Virginia Kegel adds to the dignity deficit with her “I Want a Boob Job for Christmas.” It’s a show stopping top dropping number.

How much lower can we go? Trailer trash low! Scuzz Twittly has a cottage industry in down home humor. His pretend holiday album ad features “I Want a Hooker for Christmas.” You almost believe him.

Just pop country comes August Campbell with “I Want a Hooker for Christmas” full of tips and ideas for those hard-to-buy-fors.

Xmas Dance Party: barn dance

Dance parties are a tradition around the holidays, if you can dig out the barn from the piled high drifts and drifters. Them country fellas know how to celebrate.

Why lookie here, it’s Michael Martin Murphy plunking and plodding left foot first to the “Cowboy Christmas Ball.” Catchy (and i think the Riders in the Sky are backing him up, right?)

Yeah, The Riders in the Sky lighten the mood (to a very strangely playful tune) with “The Prairie Dog Christmas Ball” which seems to be going on right under the feet of the other ball we’re a-having. Yikes! Move your feet higher!
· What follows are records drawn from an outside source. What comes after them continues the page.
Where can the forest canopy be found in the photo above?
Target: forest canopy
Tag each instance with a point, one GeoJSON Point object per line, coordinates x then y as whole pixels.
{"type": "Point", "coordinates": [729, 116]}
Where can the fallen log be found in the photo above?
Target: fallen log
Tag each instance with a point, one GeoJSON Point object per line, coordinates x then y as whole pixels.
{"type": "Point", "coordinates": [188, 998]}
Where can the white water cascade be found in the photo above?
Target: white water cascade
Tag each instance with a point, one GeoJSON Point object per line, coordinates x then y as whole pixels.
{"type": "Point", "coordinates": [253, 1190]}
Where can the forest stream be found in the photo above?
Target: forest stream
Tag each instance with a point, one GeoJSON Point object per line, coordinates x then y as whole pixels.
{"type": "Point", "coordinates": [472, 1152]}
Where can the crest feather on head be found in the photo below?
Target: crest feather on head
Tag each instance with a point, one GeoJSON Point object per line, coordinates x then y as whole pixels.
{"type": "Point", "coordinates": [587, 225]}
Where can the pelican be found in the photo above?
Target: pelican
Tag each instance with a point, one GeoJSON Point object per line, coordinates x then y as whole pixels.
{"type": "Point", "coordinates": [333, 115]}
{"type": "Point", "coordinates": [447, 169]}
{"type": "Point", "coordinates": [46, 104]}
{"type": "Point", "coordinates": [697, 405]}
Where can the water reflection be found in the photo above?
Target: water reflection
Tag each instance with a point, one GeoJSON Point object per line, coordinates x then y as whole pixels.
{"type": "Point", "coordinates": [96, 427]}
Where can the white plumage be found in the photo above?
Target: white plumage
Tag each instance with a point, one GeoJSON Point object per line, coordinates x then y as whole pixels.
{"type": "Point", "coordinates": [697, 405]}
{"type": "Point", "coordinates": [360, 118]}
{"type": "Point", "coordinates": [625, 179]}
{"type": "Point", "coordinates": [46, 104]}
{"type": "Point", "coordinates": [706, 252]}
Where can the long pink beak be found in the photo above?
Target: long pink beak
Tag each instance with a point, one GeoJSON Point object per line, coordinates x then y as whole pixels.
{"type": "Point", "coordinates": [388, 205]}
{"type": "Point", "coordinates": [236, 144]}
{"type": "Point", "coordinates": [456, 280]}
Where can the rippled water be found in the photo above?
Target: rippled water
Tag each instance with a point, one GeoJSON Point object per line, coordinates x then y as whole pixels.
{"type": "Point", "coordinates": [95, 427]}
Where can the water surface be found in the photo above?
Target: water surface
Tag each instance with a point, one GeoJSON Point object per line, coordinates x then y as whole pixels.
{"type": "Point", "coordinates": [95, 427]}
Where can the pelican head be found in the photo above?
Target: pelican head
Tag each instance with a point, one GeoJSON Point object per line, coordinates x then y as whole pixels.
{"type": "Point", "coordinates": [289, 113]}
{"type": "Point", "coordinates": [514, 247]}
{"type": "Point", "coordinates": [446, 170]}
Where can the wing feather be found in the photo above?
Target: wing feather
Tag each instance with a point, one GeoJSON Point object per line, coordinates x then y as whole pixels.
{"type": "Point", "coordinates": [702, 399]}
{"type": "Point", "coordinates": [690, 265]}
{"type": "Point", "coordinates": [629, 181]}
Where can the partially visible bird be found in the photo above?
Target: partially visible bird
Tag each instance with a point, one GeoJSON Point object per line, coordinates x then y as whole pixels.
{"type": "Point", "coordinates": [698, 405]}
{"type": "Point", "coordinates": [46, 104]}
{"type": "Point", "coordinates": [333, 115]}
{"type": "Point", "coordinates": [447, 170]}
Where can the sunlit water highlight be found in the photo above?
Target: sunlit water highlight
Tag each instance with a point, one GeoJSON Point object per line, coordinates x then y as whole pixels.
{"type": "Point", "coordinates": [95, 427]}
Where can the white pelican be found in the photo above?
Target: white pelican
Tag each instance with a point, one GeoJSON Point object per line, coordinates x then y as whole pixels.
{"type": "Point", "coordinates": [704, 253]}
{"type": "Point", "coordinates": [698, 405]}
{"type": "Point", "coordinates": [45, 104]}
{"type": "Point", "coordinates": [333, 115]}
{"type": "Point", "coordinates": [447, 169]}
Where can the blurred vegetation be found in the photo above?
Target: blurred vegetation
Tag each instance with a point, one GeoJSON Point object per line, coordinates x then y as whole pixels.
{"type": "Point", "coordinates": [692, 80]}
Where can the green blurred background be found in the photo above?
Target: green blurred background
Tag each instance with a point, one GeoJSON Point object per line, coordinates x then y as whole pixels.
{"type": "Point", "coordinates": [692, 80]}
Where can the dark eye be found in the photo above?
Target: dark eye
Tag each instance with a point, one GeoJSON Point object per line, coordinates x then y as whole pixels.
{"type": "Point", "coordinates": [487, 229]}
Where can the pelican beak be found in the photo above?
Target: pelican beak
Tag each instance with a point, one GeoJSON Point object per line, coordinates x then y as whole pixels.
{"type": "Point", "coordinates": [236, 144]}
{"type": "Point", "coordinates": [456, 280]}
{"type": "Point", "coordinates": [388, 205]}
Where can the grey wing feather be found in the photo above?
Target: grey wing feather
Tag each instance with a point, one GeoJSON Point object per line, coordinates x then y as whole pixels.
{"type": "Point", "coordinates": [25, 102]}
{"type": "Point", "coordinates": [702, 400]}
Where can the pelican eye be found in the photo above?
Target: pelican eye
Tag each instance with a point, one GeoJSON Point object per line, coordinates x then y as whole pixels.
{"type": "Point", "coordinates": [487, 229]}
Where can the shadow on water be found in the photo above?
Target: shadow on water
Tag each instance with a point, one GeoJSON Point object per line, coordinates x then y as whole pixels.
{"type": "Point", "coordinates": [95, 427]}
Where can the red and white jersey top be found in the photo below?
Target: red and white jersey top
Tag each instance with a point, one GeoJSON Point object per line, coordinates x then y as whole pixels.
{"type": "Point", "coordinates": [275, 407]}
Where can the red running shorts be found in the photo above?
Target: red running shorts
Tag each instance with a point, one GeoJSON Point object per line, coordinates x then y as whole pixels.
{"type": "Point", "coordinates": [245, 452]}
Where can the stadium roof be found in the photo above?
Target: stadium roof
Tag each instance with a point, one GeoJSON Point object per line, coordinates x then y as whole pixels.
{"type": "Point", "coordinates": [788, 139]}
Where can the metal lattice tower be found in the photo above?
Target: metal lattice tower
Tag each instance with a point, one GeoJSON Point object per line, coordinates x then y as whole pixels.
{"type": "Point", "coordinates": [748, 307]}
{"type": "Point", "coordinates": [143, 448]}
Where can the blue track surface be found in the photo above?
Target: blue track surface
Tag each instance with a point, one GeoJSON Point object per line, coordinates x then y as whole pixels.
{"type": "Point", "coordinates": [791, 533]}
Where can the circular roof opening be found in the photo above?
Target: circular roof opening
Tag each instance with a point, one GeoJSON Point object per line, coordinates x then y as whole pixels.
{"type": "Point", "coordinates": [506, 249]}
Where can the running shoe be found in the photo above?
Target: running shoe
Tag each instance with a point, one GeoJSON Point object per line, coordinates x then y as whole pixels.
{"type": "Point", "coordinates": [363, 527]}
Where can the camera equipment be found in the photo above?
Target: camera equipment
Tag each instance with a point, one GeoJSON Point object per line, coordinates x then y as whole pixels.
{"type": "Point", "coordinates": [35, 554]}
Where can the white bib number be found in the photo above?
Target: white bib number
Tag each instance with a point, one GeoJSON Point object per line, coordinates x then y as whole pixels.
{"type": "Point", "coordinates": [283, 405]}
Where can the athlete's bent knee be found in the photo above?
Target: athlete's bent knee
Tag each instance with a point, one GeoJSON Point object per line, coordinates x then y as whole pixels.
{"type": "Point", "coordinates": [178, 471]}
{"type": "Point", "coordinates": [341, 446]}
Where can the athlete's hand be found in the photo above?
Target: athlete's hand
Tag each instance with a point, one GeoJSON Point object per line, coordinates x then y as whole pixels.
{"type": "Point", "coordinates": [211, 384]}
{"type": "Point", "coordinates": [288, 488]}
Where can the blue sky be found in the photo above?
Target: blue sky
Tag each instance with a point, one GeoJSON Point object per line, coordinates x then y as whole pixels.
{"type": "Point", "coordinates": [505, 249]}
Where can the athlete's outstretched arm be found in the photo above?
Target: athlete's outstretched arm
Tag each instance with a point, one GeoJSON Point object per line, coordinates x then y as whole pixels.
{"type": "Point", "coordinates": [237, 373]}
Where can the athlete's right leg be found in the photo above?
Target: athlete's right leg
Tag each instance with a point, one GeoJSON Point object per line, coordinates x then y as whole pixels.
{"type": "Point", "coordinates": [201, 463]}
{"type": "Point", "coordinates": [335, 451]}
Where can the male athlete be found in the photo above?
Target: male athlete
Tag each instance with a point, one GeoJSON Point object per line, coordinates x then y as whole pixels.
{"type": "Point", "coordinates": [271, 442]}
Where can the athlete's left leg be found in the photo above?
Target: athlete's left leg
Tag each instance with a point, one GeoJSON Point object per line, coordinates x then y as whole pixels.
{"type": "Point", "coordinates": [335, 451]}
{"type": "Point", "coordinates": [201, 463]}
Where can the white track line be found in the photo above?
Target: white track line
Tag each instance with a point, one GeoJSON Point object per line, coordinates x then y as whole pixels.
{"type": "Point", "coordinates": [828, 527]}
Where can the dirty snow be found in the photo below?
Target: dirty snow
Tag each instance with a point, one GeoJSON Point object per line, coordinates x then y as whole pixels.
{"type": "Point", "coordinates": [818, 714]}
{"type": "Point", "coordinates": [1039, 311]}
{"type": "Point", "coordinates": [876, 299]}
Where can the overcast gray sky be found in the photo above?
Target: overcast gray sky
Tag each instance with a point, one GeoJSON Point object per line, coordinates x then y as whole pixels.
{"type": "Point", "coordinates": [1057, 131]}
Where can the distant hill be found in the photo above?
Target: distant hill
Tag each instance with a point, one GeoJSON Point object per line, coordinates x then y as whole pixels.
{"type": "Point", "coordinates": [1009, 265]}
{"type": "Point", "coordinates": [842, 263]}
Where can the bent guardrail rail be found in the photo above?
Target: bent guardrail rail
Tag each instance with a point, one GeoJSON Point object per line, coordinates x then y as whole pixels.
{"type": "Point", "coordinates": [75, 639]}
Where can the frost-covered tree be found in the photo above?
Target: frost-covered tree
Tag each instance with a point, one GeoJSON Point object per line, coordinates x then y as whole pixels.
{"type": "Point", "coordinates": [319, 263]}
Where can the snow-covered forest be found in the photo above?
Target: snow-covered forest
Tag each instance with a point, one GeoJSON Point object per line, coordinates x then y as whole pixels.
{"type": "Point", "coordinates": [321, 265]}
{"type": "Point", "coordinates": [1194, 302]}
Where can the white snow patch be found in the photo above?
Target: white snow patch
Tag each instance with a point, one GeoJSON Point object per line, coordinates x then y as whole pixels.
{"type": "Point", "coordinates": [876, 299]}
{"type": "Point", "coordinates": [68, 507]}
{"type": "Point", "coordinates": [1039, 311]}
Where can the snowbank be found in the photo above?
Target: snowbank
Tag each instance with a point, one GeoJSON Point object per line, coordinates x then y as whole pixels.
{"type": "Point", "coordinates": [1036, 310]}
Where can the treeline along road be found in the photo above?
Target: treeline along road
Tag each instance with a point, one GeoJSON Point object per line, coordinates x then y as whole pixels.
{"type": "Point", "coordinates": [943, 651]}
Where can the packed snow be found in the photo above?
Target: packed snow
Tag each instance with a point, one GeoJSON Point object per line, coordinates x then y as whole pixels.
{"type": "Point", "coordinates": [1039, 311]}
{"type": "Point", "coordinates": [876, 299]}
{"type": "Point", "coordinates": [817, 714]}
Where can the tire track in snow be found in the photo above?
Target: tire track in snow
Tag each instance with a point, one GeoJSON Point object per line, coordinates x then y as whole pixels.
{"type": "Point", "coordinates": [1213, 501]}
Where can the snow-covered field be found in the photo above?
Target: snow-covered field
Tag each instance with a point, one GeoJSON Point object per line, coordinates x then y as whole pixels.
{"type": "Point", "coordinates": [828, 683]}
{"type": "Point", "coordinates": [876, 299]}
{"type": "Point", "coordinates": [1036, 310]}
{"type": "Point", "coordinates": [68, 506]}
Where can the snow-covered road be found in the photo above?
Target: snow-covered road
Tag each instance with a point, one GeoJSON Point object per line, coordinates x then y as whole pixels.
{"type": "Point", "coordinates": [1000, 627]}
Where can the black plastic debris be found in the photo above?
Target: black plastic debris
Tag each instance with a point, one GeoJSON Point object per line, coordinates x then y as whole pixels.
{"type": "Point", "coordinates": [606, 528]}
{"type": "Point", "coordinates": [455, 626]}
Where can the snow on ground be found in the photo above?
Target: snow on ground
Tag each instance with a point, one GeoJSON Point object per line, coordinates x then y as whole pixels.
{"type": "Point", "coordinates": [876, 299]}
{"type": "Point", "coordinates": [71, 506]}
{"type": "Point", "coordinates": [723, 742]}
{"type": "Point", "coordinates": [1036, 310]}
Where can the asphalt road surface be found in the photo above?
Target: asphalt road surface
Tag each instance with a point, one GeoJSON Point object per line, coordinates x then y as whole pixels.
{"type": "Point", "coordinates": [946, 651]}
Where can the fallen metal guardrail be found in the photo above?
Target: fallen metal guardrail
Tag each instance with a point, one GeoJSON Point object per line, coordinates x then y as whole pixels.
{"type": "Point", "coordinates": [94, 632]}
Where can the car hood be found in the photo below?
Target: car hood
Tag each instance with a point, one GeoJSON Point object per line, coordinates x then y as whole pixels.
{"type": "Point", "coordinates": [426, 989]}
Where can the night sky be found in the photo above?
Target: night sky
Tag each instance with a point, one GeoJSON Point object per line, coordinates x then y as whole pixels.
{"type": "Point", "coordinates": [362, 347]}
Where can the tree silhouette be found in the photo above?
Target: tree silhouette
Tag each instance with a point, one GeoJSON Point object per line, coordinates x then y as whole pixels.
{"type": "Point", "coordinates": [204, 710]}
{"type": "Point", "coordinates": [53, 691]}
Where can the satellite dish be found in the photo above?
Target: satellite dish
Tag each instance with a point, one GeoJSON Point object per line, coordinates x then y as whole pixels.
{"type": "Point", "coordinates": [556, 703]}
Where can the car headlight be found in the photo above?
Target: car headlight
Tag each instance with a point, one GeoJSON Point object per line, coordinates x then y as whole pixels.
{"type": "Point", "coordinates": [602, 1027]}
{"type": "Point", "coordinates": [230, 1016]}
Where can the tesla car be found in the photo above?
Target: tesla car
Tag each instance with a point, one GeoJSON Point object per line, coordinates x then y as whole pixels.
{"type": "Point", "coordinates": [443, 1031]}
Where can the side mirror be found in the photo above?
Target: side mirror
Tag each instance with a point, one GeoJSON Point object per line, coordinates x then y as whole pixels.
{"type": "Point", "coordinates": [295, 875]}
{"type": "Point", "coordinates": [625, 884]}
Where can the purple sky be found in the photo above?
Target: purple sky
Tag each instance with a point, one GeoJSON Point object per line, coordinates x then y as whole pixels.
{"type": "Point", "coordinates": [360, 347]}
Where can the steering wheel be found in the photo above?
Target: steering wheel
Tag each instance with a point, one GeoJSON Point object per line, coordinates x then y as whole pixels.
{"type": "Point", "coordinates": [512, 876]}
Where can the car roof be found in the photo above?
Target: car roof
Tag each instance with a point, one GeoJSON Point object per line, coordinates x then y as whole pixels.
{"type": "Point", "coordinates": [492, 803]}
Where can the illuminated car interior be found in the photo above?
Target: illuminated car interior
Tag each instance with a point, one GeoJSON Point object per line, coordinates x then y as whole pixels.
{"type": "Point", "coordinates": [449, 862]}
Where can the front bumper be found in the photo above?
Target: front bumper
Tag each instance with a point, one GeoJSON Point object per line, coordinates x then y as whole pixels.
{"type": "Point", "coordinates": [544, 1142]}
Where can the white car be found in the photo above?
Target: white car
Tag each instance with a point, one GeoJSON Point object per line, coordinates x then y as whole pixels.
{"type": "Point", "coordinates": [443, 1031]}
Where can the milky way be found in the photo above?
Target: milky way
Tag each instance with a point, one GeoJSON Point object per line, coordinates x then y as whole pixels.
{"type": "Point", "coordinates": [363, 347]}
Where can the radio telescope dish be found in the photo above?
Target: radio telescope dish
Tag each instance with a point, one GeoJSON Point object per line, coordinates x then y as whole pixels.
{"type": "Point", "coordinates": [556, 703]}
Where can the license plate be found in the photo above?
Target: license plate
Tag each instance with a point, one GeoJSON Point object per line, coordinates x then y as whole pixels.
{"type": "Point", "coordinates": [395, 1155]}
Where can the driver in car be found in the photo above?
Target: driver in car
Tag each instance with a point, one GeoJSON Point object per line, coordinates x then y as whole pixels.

Cledus T Judd adds his own version of comedy to the idea that a ball is just a party and there’s not much dancing (well, i’m not sure who’d ask him). “Cledus’ Christmas Ball” is that old fashioned cartoon that pokes fun at all the celebrities in the room. Wry as toast.

An update on frontier comedy comes from, naturally. Garrison Keillor with “The Sons of Knute Christmas Dance and Dinner.” It matters who saw ya, doncha know?

It’s better when The Killers get percussive and electric with their “The Cowboy’s Christmas Ball.” That back beat won’t let ya wallflower–not tonight. (But, don’t call the ladies heifers again.)